Jacob Morgan over at Forbes has a great write-up about a recent meeting he held with HR and business leaders about The Future of Work . Talentism is about systematically unleashing human potential, and so I read Jacob’s piece with great interest. We have different points of view about some of his findings. Our perspective:
The mentality of leaders must shift from creating a place where they assume people need to show up, to creating a place where people want to show up.
Leaders must design and sustain organizations that unleash potential. It isn’t about feeling good (happiness). It is about being good (meaning). People love to watch movies. That doesn’t mean that showing Gladiator at work will produce a better workplace.
How can they create a sense of purpose for tens or hundreds of thousands of employees with different needs? They can’t. Each person has their own sense of purpose. You can’t create it, but you can discover it. So the real question is how you design an organization that discovers each person’s sense of purpose. The secret: start with the CEO.
Executives are still trying to understand what data is available, what they can do with it, and insights they can glean.
As I will discuss next week at the ATKearney event, more data is likely to lead to more confusion. Data can be used to answer important questions (like, “What are you really good at?”). But it can’t substitute for a well designed culture, work, and excellent management. These are the structures that create clarity.
HR and IT are building stronger relationships than ever before. Together these two roles have the power to drive great change and they will be spearheading many initiatives around the future of work.
HR should focus on becoming business drivers, not better partners with other support organizations. Business is people, and the fact that HR doesn’t sit at the real strategy table should be the big thing that concerns them.

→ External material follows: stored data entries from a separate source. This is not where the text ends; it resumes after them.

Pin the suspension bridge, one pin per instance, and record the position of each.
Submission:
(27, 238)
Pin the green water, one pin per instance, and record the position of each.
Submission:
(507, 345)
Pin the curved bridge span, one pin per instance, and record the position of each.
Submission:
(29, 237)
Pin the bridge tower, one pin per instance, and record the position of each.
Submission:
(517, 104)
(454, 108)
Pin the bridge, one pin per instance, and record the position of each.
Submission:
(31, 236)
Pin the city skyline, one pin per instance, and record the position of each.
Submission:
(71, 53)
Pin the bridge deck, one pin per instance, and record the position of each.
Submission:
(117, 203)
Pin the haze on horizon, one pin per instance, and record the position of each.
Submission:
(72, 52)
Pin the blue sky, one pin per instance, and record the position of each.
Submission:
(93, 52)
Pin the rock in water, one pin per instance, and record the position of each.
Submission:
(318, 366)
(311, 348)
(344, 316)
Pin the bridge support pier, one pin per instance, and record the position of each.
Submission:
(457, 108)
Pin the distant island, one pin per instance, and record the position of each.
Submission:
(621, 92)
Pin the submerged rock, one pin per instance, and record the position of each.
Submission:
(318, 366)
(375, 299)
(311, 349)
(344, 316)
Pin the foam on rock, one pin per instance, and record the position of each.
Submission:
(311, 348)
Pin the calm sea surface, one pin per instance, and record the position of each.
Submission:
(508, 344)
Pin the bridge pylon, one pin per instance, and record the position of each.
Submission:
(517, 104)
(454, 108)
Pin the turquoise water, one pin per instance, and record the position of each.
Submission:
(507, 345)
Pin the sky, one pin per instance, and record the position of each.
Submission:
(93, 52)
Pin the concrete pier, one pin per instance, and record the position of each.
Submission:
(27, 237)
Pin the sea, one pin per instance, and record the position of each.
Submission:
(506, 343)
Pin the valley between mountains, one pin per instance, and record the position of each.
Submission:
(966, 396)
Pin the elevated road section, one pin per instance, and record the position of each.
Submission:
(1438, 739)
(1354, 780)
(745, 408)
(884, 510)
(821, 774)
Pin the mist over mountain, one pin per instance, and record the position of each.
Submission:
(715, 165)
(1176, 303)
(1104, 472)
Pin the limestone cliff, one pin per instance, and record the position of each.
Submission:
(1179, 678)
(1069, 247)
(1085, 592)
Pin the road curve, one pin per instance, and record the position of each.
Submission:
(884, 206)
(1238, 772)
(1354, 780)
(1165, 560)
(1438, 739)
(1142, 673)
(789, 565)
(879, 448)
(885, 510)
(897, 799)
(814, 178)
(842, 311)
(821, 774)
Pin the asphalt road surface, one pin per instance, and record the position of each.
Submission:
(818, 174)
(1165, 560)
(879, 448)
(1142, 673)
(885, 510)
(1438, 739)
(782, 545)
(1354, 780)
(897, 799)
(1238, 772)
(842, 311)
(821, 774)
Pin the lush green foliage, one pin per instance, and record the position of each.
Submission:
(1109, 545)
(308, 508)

The challenge here is how to scale this change and how to keep every function moving at the same pace so nobody gets left behind. The change will only scale as fast as the people can change. In any change there will be some who accelerate and some who decelerate. If you set coordination as a goal you will sub-optimize the intended benefit of the change.
None of the business leaders are assuming that the relationship today is the same as the work relationship that existed even 5-10 years ago.
The long-term trend in employer-employee relationships can be summed up as less security, more freedom, more choice, more confusion. The forces that are driving this are accelerating. We believe the next stage in this relationship is Talentism: treating talent investors as capital investors, with the most common expected return being self-discovery.
This goes to show that there isn’t a single approach for every company. Right, because there isn’t a single approach for every person. Business is people. Don’t focus on companies. Focus on people. This is the mentality that organizations need. Test, experiment, and do so quickly and frequently.
Start with people. Most people don’t know their purpose or talents. Work is the path of discovery. We can’t have productive experiments to help people discover their individual points of excellence unless we celebrate mistakes, sort people who aren’t a good fit for the culture, and design for people.